Tramonto dell’American Dream nelle strade desolate di Utica
Cinema Intervista a Lech Kowalski, che racconta gli Stati uniti sottoproletari protagonisti del suo film «I Pay for Your Story»
Cinema Intervista a Lech Kowalski, che racconta gli Stati uniti sottoproletari protagonisti del suo film «I Pay for Your Story»
Per il suo ultimo documentario – I Pay For Your Story, che ha appena presentato nel concorso internazionale di Visions du Réel – Lech Kowalski è tornato nella cittadina in cui ha passato buona parte della sua infanzia: Utica, nello Stato di New York. Una città oggi molto diversa dagli anni Sessanta in cui il regista, figlio di immigrati polacchi, ci viveva con la sua famiglia: da centro «blue collar» dell’industria tessile Utica è diventata un luogo povero, in cui «si può osservare il processo di corrosione del grande American Dream», dice Kowalski nel suo film.
I protagonisti sono proprio i suoi abitanti più poveri – ex detenuti che non riescono a trovare lavoro, tossicodipendenti e intere famiglie senza prospettive – che il regista paga in cambio della loro storia. «Le loro sono le vere storie americane», spiega: quelle che consentono di capire cosa stia realmente accadendo negli Stati Uniti di oggi, dove Kowalski non girava dal 2005 del documentario Diary of a Married Man (tutti i suoi lavori si possono acquistare e vedere in streaming sul sito www.lechkowlaski.com).
Oggi invece il regista sta girando in Francia, dove vive da tempo: «Il nuovo documentario riguarda un gruppo di operai che lavoravano in una fabbrica che ha chiuso , un problema che in Europa sta diventando rilevante quanto lo è negli Stati Uniti. Mi sono trasferito nella loro comunità nel nord della Francia, dove vivrò e girerò per un anno circa».
Una «vera storia» francese in fondo non distante da quelle di I Pay For Your Story, in quanto apre uno spiraglio sul dissesto sociale che – in Europa come in America – ha contribuito all’ascesa di forze oscure.
Come mai ha deciso di tornare a Utica per girare il suo documentario?

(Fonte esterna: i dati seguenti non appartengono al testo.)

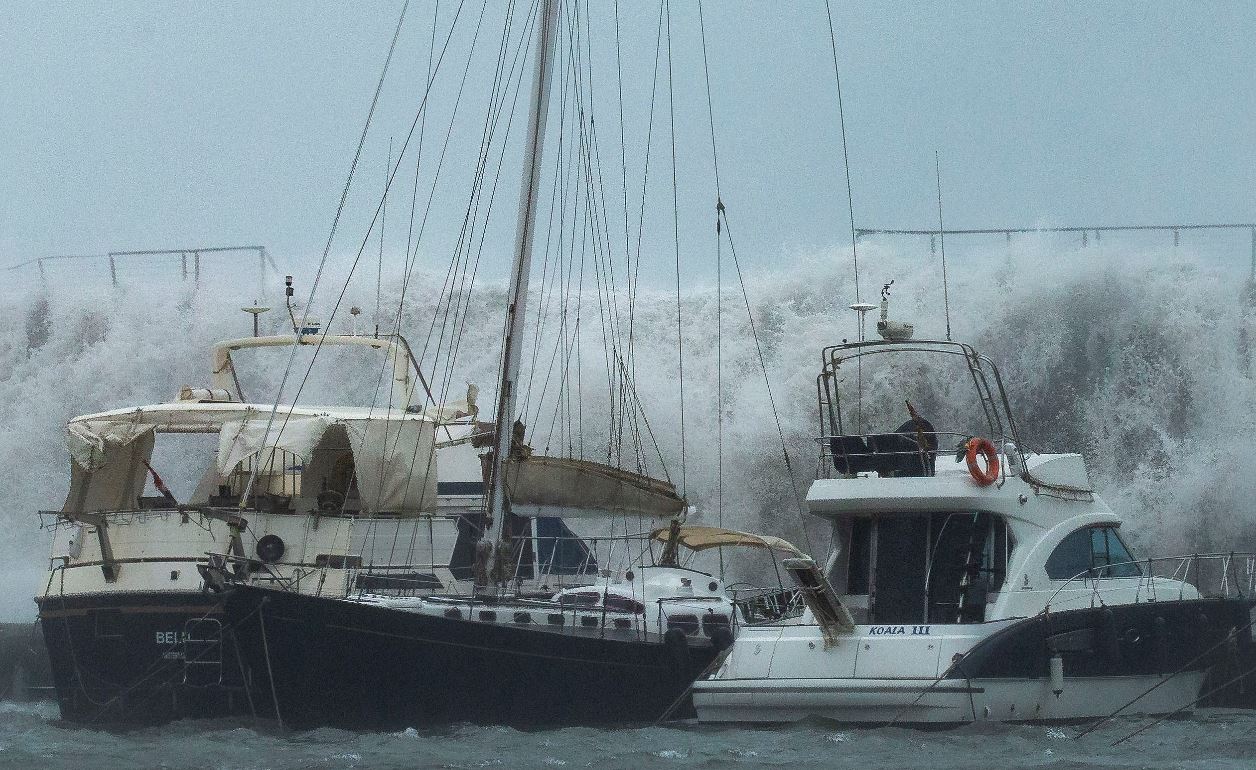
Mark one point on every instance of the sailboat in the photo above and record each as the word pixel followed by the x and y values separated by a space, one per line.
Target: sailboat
pixel 622 647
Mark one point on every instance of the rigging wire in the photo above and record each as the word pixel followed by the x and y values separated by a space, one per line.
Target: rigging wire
pixel 763 366
pixel 383 222
pixel 946 297
pixel 327 249
pixel 676 238
pixel 845 156
pixel 719 290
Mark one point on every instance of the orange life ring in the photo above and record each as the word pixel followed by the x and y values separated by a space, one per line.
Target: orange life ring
pixel 984 447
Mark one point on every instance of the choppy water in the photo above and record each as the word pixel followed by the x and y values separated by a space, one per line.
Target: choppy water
pixel 32 736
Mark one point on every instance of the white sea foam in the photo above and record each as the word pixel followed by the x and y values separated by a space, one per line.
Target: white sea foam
pixel 1134 357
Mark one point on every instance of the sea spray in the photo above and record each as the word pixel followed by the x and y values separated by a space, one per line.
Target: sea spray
pixel 1132 358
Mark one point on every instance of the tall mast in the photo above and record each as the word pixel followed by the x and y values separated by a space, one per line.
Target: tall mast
pixel 546 29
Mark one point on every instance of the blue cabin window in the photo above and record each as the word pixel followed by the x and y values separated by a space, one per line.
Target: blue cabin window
pixel 1095 552
pixel 560 552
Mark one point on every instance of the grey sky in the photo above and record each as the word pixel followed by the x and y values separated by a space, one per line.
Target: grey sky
pixel 138 124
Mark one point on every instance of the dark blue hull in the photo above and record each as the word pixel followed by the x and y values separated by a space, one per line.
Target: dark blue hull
pixel 142 658
pixel 362 667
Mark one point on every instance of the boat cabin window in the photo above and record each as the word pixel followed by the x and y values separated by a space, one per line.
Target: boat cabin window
pixel 927 568
pixel 1094 552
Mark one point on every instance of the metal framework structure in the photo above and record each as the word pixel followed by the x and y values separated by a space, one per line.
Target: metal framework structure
pixel 114 258
pixel 1085 231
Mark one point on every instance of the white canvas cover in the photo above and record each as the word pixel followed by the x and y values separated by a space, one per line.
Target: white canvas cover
pixel 574 489
pixel 393 456
pixel 395 461
pixel 293 433
pixel 107 469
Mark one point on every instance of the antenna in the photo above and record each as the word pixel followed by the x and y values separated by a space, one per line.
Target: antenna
pixel 288 300
pixel 946 297
pixel 255 310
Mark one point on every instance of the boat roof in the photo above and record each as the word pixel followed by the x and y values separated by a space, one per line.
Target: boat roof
pixel 952 489
pixel 207 417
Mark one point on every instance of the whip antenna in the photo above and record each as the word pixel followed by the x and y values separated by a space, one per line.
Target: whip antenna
pixel 946 298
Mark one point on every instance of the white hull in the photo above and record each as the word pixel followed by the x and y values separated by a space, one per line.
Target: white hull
pixel 948 702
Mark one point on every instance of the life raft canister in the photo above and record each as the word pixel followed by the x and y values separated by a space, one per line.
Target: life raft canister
pixel 984 447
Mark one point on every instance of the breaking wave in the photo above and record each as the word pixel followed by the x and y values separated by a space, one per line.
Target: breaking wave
pixel 1139 358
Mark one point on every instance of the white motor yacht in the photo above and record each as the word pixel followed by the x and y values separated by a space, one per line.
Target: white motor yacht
pixel 994 587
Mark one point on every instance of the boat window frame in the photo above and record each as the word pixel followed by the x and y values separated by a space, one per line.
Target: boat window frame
pixel 1108 569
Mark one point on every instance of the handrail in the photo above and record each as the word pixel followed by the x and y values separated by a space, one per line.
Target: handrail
pixel 1180 574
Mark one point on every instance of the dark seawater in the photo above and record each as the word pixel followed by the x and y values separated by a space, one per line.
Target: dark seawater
pixel 32 736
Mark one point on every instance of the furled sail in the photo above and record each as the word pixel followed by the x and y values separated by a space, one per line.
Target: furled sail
pixel 560 486
pixel 701 538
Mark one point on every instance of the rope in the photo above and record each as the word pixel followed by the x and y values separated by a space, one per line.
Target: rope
pixel 1180 710
pixel 270 673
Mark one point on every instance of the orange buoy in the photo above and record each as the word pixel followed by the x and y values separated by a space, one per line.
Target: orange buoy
pixel 984 447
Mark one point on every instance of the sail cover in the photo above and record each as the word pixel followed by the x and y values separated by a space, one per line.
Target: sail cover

Mi sono chiesto a lungo che film avrei potuto fare in America, dove non giro da tempo perché ci sono troppe cose con cui mi trovo in disaccordo. Inoltre non volevo fare un lavoro che fosse troppo generico. Così ho deciso di tornare alle mie radici, al posto in cui vivevo da bambino e che ha avuto una grande influenza su di me. La mia idea era di riscoprire Utica in modo anche da mostrare ciò che sta accadendo oggi in tutti gli Stati uniti: è un microcosmo emblematico di qualunque città in America. Ai tempi in cui ci vivevo era abitata soprattutto da immigrati, che ora per motivi economici sono stati rimpiazzati dalle fasce più povere della popolazione, in particolare African American. Inoltre Utica fa parte di una zona carceraria: ci sono 4 prigioni nei dintorni, quindi la maggior parte degli abitanti sono ex carcerati o le famiglie dei detenuti.
Molte delle persone intervistate nel film dicono di sentirsi trattate e considerate come dei numeri in una statistica, di non trovare lavoro a causa dei loro precedenti penali. Gli Stati Uniti, il posto per eccellenza in cui si poteva «ricominciare da capo», sembrerebbero essere diventati un paese che non dà seconde possibilità.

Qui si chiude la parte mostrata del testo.